I had the opportunity to attend CSIH’s 2018 Canadian Conference on Global Health in Toronto on November 20, as part of Queen’s Non Profit’s Board Leadership Program (BLP). Coming from an undergraduate finance background, this conference provided me with wide-ranging exposure to the world of global social health. The experience was highly educational and motivating.
I was blown away by the consistent availability of drop-in sessions throughout the day, which covered diverse issues from Reproductive Health Care for Rohingya Refugees to Health Information systems, data, and surveillance. There was also an abundance of educational posters in the main hall (along with amazing food), complemented by various organizations and experts to engage with. Seeing the diverse group of people attending CCGH, and sensing their passion and dedication to improving the world was truly inspirational.

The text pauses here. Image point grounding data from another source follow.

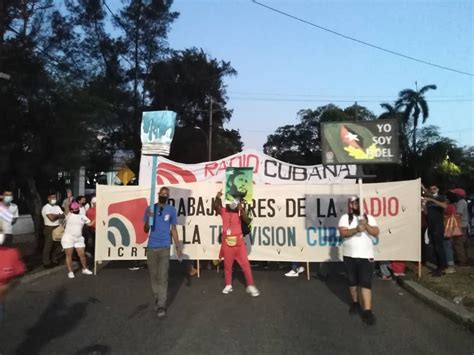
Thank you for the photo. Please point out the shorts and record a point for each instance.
(359, 271)
(69, 241)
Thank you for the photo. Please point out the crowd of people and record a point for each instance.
(445, 236)
(445, 223)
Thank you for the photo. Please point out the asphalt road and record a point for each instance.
(112, 314)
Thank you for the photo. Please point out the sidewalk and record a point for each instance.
(452, 294)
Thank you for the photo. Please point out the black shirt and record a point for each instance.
(435, 213)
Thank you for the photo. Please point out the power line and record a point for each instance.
(327, 100)
(360, 41)
(385, 97)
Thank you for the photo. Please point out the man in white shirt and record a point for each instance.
(8, 225)
(358, 233)
(52, 215)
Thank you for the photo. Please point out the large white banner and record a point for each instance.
(267, 170)
(290, 223)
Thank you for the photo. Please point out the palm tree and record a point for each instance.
(414, 103)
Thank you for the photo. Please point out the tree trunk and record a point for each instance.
(34, 203)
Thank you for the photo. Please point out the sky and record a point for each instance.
(284, 65)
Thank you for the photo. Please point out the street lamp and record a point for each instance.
(207, 141)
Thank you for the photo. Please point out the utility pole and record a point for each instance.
(210, 129)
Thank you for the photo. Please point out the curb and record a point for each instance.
(455, 312)
(30, 277)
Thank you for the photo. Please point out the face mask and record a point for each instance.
(233, 205)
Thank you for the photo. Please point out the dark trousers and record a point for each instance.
(461, 247)
(158, 265)
(51, 249)
(436, 235)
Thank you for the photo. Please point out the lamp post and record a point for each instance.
(207, 141)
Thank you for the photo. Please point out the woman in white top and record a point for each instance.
(73, 238)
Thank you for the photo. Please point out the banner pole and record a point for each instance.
(154, 165)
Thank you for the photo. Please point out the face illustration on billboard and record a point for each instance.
(363, 142)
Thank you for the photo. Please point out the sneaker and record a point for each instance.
(354, 308)
(437, 273)
(161, 312)
(368, 317)
(292, 273)
(254, 292)
(227, 289)
(450, 270)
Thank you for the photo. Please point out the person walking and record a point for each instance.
(8, 224)
(358, 231)
(52, 216)
(73, 238)
(233, 244)
(158, 249)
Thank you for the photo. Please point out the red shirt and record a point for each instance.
(91, 213)
(11, 265)
(230, 220)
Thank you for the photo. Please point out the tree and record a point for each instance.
(414, 103)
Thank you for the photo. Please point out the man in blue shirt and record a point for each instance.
(158, 249)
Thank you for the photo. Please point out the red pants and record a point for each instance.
(239, 253)
(398, 267)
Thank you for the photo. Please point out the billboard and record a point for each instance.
(157, 131)
(362, 142)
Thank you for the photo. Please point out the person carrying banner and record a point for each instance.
(434, 206)
(358, 232)
(158, 248)
(73, 238)
(233, 244)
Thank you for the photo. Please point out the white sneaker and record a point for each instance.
(450, 270)
(227, 289)
(292, 273)
(254, 292)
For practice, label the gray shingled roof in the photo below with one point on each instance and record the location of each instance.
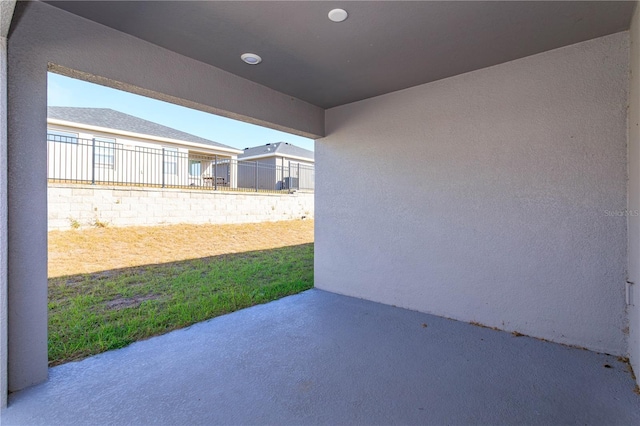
(283, 149)
(109, 118)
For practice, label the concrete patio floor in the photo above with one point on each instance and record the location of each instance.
(319, 357)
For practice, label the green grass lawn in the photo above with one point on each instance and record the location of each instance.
(93, 313)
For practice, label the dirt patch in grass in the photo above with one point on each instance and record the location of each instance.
(93, 250)
(129, 302)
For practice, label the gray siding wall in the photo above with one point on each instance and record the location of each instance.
(503, 204)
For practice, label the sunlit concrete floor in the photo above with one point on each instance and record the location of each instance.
(319, 357)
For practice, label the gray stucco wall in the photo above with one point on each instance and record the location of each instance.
(633, 309)
(3, 222)
(500, 201)
(44, 35)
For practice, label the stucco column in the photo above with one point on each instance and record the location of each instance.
(6, 12)
(27, 217)
(233, 172)
(3, 222)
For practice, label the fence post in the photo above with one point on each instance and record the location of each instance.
(163, 167)
(256, 183)
(93, 161)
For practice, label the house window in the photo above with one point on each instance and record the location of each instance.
(195, 168)
(105, 152)
(60, 136)
(170, 161)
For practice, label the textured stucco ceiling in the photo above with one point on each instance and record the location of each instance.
(382, 46)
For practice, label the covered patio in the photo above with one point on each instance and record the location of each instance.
(478, 161)
(323, 358)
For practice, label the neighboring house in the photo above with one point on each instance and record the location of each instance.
(108, 146)
(277, 166)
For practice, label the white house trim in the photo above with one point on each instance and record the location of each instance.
(156, 139)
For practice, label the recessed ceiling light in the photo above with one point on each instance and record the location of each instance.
(338, 15)
(251, 58)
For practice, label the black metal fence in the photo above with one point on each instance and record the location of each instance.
(96, 161)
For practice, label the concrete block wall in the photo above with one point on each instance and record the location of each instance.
(89, 205)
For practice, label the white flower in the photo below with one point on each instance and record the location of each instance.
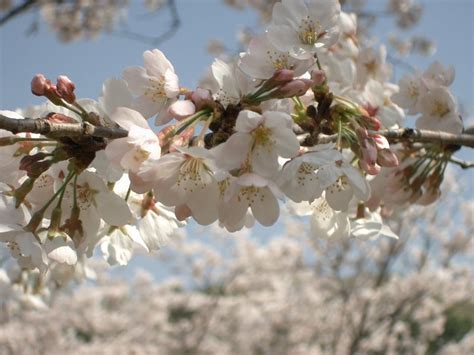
(117, 246)
(327, 223)
(156, 85)
(371, 64)
(140, 145)
(298, 178)
(96, 202)
(61, 249)
(439, 112)
(376, 100)
(264, 137)
(250, 191)
(262, 60)
(411, 90)
(186, 178)
(300, 27)
(437, 75)
(342, 181)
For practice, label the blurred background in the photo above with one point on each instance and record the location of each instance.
(275, 290)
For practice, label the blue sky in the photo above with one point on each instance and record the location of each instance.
(450, 23)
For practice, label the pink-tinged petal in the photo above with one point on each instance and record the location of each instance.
(283, 37)
(148, 107)
(276, 119)
(116, 149)
(137, 79)
(247, 121)
(156, 63)
(182, 109)
(265, 208)
(113, 209)
(126, 118)
(287, 144)
(338, 198)
(115, 94)
(358, 182)
(233, 212)
(231, 154)
(171, 84)
(203, 204)
(264, 161)
(250, 179)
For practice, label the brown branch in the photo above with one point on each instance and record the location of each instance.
(45, 127)
(409, 135)
(17, 10)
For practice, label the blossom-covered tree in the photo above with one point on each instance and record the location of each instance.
(305, 120)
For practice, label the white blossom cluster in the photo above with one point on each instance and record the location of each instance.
(293, 295)
(227, 152)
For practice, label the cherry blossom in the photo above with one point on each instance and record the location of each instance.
(156, 85)
(300, 27)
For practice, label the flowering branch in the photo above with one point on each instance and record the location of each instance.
(45, 127)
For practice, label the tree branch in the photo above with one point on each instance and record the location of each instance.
(409, 135)
(17, 10)
(45, 127)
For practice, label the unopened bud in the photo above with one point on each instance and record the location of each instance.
(65, 88)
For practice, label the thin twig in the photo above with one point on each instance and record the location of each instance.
(409, 135)
(17, 10)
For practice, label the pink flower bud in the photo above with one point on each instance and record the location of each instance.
(66, 88)
(387, 158)
(181, 109)
(318, 77)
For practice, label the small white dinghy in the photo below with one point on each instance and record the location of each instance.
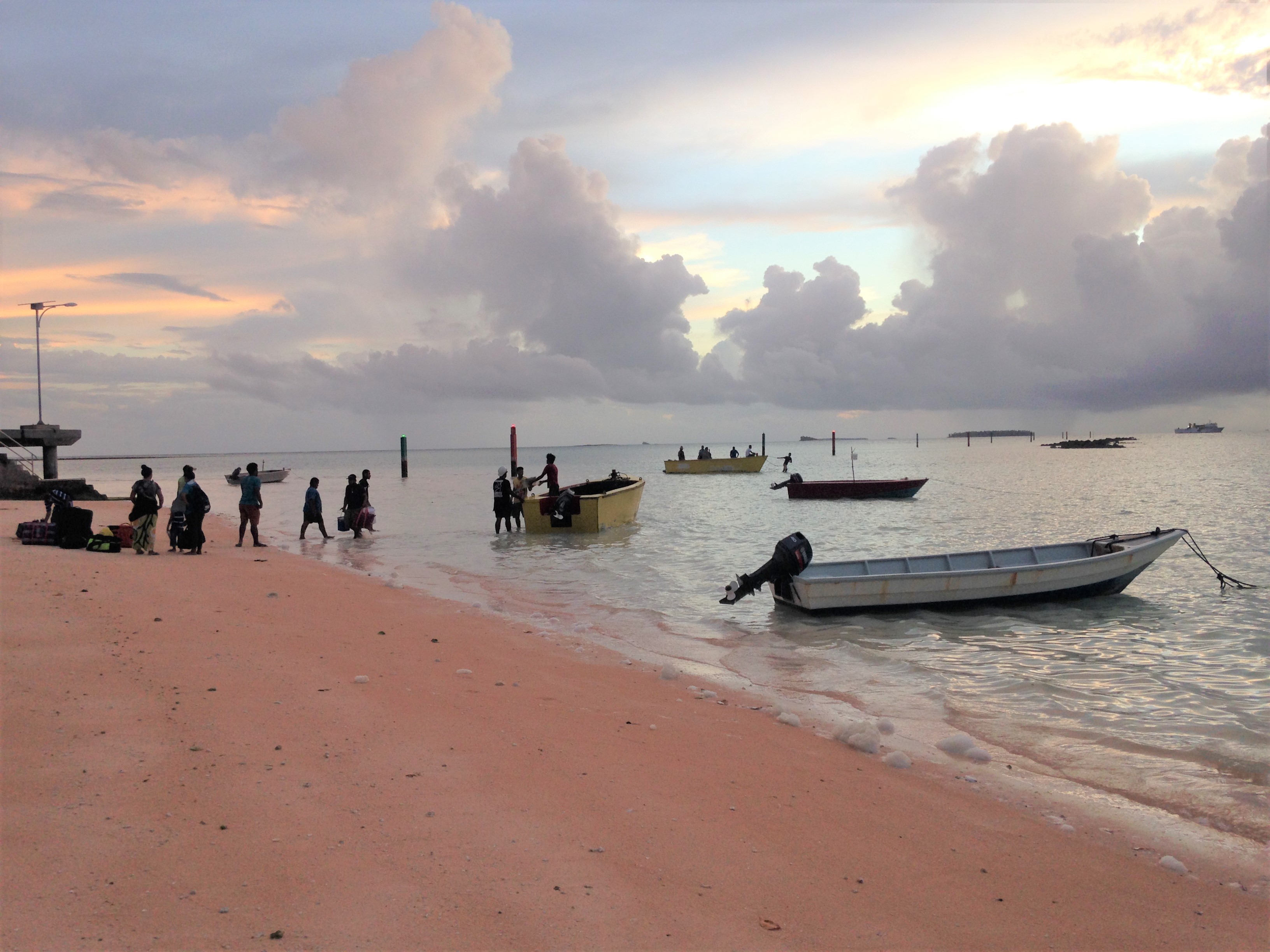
(1099, 567)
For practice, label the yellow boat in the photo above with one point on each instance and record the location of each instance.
(742, 464)
(591, 506)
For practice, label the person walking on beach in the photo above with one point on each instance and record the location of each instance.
(177, 511)
(313, 509)
(249, 507)
(520, 490)
(197, 506)
(502, 500)
(146, 502)
(366, 514)
(552, 475)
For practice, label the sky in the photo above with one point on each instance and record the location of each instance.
(322, 225)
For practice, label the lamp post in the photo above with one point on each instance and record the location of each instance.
(41, 309)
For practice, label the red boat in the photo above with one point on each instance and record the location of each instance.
(798, 488)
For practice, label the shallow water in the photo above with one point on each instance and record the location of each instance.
(1161, 693)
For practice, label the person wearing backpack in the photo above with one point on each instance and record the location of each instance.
(197, 506)
(146, 502)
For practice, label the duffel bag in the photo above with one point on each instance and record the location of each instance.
(105, 544)
(74, 523)
(42, 534)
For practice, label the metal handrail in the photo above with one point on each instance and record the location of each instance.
(25, 456)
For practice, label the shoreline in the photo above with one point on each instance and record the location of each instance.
(525, 804)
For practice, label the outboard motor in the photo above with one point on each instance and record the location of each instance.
(792, 556)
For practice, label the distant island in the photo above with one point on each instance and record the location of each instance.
(963, 434)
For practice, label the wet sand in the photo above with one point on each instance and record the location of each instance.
(188, 763)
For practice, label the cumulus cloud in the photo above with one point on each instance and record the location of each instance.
(384, 135)
(165, 282)
(1040, 294)
(1223, 49)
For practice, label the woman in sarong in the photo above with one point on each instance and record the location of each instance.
(146, 502)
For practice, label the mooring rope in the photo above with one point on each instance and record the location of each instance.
(1221, 577)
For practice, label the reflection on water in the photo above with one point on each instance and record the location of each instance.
(1163, 692)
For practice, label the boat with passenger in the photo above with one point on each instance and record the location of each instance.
(797, 488)
(265, 475)
(1201, 428)
(741, 464)
(587, 507)
(1063, 570)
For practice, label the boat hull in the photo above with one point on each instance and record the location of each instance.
(830, 588)
(266, 476)
(742, 464)
(855, 489)
(595, 513)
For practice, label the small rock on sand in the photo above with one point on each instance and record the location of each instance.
(958, 744)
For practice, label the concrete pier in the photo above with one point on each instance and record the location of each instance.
(47, 437)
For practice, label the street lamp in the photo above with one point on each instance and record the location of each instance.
(41, 308)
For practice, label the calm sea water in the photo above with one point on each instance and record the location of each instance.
(1161, 693)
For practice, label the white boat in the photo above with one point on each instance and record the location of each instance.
(1201, 428)
(1099, 567)
(266, 475)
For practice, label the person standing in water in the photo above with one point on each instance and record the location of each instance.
(249, 507)
(502, 500)
(313, 511)
(520, 490)
(352, 504)
(552, 475)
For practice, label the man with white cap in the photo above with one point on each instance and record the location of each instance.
(502, 500)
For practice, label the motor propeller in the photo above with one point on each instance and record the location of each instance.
(792, 556)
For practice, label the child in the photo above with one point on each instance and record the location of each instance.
(313, 509)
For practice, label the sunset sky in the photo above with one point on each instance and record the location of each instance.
(321, 225)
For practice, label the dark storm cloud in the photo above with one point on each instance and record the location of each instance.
(165, 282)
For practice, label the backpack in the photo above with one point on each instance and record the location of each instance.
(197, 500)
(105, 544)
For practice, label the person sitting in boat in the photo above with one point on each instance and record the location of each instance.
(552, 475)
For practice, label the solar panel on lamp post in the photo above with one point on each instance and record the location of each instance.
(42, 308)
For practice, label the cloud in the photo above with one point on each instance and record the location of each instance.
(381, 139)
(1040, 294)
(1221, 50)
(160, 281)
(553, 267)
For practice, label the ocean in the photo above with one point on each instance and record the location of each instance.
(1160, 693)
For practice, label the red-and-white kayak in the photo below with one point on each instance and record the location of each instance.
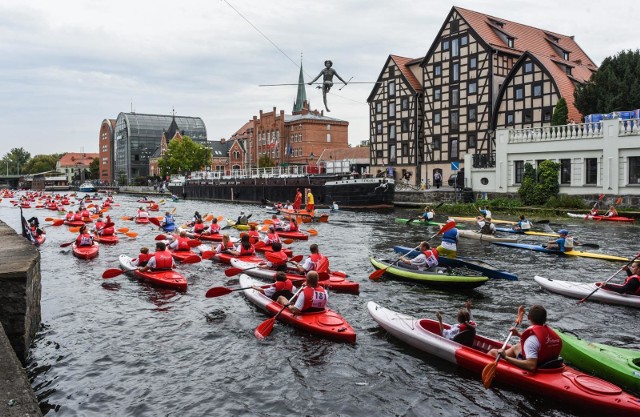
(564, 384)
(327, 323)
(333, 282)
(86, 252)
(168, 279)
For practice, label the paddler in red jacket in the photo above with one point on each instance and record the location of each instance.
(538, 343)
(161, 260)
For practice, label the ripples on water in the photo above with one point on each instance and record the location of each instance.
(120, 347)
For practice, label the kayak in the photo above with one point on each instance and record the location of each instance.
(86, 252)
(615, 364)
(439, 279)
(169, 278)
(540, 248)
(564, 384)
(331, 281)
(526, 232)
(602, 218)
(326, 323)
(582, 289)
(474, 234)
(292, 235)
(460, 262)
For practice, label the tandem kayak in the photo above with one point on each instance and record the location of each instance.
(168, 279)
(582, 289)
(334, 282)
(326, 323)
(564, 384)
(470, 263)
(615, 364)
(601, 218)
(439, 279)
(86, 252)
(474, 234)
(540, 248)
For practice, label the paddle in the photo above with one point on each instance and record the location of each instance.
(489, 371)
(610, 278)
(380, 272)
(265, 328)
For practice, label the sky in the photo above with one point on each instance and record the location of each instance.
(69, 64)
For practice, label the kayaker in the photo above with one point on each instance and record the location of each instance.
(161, 260)
(280, 291)
(538, 345)
(315, 262)
(449, 245)
(523, 224)
(487, 227)
(564, 243)
(84, 238)
(465, 322)
(631, 284)
(427, 260)
(312, 298)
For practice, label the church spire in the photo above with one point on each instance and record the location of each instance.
(301, 97)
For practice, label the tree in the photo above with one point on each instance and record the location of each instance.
(560, 113)
(614, 87)
(184, 155)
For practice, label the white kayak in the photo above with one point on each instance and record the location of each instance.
(473, 234)
(582, 289)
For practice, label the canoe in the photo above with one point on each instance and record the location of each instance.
(435, 279)
(474, 234)
(327, 324)
(470, 263)
(86, 252)
(526, 232)
(331, 281)
(602, 218)
(168, 279)
(540, 248)
(618, 365)
(582, 289)
(563, 384)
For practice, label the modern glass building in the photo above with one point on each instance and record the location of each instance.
(137, 136)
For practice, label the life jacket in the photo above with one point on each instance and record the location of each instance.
(432, 257)
(320, 262)
(314, 298)
(164, 260)
(550, 342)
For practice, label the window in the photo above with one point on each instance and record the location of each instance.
(565, 171)
(518, 171)
(591, 165)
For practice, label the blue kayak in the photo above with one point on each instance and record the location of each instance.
(470, 263)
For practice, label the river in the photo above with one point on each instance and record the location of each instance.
(118, 347)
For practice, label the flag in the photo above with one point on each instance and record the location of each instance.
(26, 230)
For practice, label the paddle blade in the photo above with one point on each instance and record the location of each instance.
(111, 273)
(265, 328)
(217, 292)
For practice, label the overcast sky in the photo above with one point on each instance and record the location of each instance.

I attended a very thought-provoking afternoon workshop on How to be an Ally, which covered the topics of privilege and discussed how to be effective in the ally-ship role. An important point was that when someone in a position of privilege tries to “help” and become involved from their perspective, often this further marginalizes the oppressed group, regardless of good intentions. What’s more, when privileged groups take initiative to help those who are oppressed, input from these marginalized groups is often missing.
An effective ally should prioritize listening, and shifting power (both symbolic and real) to those people is the best way to help.
This realization helped me recognize existing issues and opportunities for improvement in the business world. The coverage of inequality and other social issues in business schools is currently limited to specific classes such as Ethics and Human Resource Management. After this workshop, I see that these discussions should be incorporated more broadly across business courses in order to integrate social issues into every aspect and decision of the business. In the long run, this should increase awareness in the new generation of students, and improve the course of development towards social equality.
In the evening finale, I attended the launch and inaugural award ceremony for Canadian Women in Global Health (CWIGH). The CWIGH initiative was created to increase women’s visibility, representation and leadership in global health work, and many women were recognized for their contributions at the ceremony.
The CCGH conference was a wonderful experience for me, and I would like to take this opportunity to thank CSIH for their partnership with Queen’s Non Profit, and making it possible for me to attend this amazing conference.